Tuesday, 5 August 2014

Blondes, Fat Tugs, girl pants and a pot-bellied pig in a park

“But it’s a blonde,” I protest to the heavily-tatted and extremely adorable off-duty waitress at Buster Rhino’s.

“But it’s nine per cent and it’s really good,” she replied. “Try it.”

So I did. After all, it was a holiday Monday and I had just one bomber in the fridge at home.  A trip down to the local was definitely in order. “I’ll have the Princess Wears Girl Pants please,” I said to the waitress actually working, who was, in fact, a blonde. “The brunette here recommends it.”

I had heard about this Sawdust City Brewery offering before, most recently when it made the final ten for Most Creative Name at the recent U.S. Open Beer Championships. That’s an honour its Sawdust City stable mate, Long Dark Voyage to Uranus Imperial Stout, enjoyed the previous year, so it’s clear the Sawdust boys have a talent for imaginative names for their beers.

There is plenty of creativity inside the keg as well. My hesitation is trying it sprung from the ‘blonde ale’ descriptive written on the chalkboard but it sure didn’t taste like any blonde I’ve ever had. It poured a hazy yellow and tasted of dark fruits, a little citrus and some spice, with something I couldn’t nail down. Cream soda? Maybe.

Then, on the aftertaste, BAM! The boozy backbone (it’s actually 8.5 per cent) kicks in.

To add to the confusion, Rate Beer calls it an Imperial IPA, while the commercial description bills it as a Belgian IPA. Which probably explains why the beer scored an 88, yet just 45 for style.

In any case, I scored it higher. A really adventurous beer.

I followed that up with another Sawdust City beer, their delicious signature Lone Pine IPA, before heading home to crack open my last bottle, a special B.C beer I’ve been saving since I lucked into it at my parent's house in Toronto the day before: the legendary Fat Tug, from Driftwood Brewery in Victoria. A 99 on Rate Beer and 100 in my heart.

I was shocked to see it, sitting there all comfortable-like on my folk’s bed. The happy kind of shock, not the stick-your-finger-in-the-wall-socket or Spider-Man meets Electro for the first time kind of shock. My brother had bought me some B.C beer on a recent business trip out west (Bodacious Beer Blogand Fat Tug was the clear winner of the bunch, in my mind.

Did brother Brian go back to B.C? I didn’t think so. “You’ve been holding out on me,” I complained. “Who says they were all for you?” was his response. Huh.  “You guys couldn’t handle all those hops anyway,” said I, the ever ungrateful brother. Indeed, the beer went home with me.

It was just rewards for my efforts that day.  My mom loves her garden but at 81 and with chronic arthritis she doesn’t get out to tend to it much and I spent the day clear-cutting two and-a-half of the half dozen or so jungles found on the property.

Lions and Tigers and Bear Oh My kinda jungle? Not quite, but you could have hidden a mating pair of each species in this bush, which I attacked by wielding a gas-powered trimmer like it was a battlefield broadsword.

Hard work but satisfying toil too. I think I earned that Fat Tug, as well as that confused yet adventurous blonde, The Princess Wears Girl Pants.

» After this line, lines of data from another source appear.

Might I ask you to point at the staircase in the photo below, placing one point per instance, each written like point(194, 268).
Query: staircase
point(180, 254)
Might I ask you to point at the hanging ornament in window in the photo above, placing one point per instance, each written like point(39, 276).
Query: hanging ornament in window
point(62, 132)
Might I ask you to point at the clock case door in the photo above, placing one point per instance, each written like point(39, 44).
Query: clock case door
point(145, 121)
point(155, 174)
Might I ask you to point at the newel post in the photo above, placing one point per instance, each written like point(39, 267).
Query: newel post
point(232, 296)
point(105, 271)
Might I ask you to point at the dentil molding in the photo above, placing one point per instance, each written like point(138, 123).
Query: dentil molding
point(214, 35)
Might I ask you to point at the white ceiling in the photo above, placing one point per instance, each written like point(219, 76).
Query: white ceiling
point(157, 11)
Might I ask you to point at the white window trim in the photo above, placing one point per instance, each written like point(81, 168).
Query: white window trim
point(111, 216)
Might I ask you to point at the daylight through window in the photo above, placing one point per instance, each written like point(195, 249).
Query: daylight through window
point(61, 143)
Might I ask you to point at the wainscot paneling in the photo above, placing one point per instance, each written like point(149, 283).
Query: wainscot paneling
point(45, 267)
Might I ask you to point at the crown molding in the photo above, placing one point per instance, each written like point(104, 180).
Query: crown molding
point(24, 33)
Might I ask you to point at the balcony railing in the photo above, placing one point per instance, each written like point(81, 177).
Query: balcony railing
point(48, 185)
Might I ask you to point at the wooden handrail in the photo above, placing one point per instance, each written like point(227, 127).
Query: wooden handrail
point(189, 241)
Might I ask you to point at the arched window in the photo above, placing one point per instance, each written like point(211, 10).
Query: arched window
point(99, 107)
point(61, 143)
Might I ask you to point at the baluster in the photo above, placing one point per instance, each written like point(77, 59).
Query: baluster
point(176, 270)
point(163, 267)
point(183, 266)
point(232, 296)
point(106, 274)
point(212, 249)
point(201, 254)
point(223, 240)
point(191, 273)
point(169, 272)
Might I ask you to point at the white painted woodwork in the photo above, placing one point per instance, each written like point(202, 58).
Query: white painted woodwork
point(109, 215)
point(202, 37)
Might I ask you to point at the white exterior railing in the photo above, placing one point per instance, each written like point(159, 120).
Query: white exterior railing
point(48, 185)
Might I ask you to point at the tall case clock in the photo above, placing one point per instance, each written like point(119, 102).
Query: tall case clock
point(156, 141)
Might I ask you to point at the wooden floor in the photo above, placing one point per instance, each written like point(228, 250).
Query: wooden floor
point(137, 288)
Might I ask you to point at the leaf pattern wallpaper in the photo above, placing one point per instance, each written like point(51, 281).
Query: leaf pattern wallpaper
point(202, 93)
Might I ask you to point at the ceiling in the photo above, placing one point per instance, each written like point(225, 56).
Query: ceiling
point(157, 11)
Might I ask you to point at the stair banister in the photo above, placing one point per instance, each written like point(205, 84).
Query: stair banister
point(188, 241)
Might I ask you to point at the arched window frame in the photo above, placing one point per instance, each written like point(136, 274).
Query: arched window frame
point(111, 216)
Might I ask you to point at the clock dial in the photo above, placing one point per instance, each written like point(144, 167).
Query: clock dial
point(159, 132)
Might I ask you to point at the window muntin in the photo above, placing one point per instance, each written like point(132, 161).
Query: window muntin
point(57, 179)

On this holiday Monday, they made quite the adorable couple.

*

It’s not every day I see a pig in a park, never mind a 200-pound pot-bellied porker I spotted on Oshawa’s south side.

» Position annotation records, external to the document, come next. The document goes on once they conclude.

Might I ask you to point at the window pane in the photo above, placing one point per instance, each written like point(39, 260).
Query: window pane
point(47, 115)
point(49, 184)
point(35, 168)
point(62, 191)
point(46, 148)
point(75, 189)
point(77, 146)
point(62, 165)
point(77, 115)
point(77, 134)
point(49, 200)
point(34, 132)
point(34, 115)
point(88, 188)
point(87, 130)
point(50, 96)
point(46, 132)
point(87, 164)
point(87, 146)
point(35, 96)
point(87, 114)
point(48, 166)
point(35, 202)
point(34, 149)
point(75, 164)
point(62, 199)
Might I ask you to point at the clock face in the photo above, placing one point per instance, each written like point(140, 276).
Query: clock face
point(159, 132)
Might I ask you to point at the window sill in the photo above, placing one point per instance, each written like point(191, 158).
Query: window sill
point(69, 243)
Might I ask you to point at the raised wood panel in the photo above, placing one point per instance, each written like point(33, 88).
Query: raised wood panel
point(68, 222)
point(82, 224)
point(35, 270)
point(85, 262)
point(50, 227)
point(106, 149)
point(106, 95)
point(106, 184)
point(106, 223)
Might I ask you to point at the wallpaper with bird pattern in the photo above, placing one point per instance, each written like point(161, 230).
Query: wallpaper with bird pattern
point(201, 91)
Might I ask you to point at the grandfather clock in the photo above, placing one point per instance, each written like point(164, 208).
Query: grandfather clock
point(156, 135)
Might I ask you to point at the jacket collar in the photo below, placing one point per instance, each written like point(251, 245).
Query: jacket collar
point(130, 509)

The park is actually a strip of grass sandwiched between a townhouse complex and a GM parking lot and the pig looked like a regular barnyard fellow, albeit one with cartoonishly high shoulders. So I leaned over the fence and struck up a conversation with the pig’s owner.
“That’s a pig,” I say, as a way of pointing out how quickly I had grasped the situation. “She’s a Pot-Bellied pig,” the women replied, adding (after she saw my cartoonishly raised eyebrows) “they told me she would weigh 60 to 80 pounds. She’s, like, 200.”
What are you looking at? You never seen a pig i n a park?

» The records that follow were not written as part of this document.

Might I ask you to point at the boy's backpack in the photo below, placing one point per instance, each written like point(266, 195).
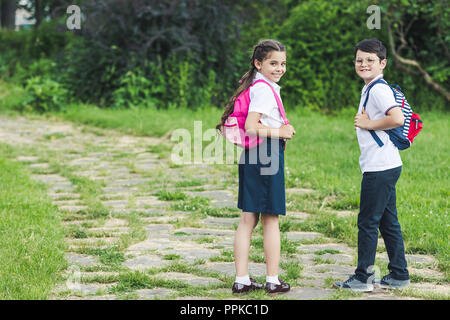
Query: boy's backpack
point(234, 127)
point(402, 137)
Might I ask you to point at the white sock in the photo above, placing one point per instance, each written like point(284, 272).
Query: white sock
point(273, 279)
point(243, 280)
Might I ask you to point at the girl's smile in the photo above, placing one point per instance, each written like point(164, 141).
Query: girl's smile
point(273, 67)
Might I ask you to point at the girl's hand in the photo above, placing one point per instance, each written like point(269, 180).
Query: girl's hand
point(287, 131)
point(362, 120)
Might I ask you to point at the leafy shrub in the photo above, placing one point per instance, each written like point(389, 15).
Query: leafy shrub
point(44, 95)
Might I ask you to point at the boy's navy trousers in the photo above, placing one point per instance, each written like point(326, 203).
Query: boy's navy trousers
point(378, 211)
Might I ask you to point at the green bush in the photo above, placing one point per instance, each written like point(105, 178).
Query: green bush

“And you live there?” I say, nodding to the townhouses behind me.  “Yes,” she replied, “but the sad part is she can’t climb stairs so she’s stuck on the main floor. So we come here a lot.”

For the record, the pig looked quite content munching on the grass, a supplement to her usual diet of fruits and vegetables and pig chow.

Not cartoonishly content (her shoulders notwithstanding), but happy as a pig in a park. At least.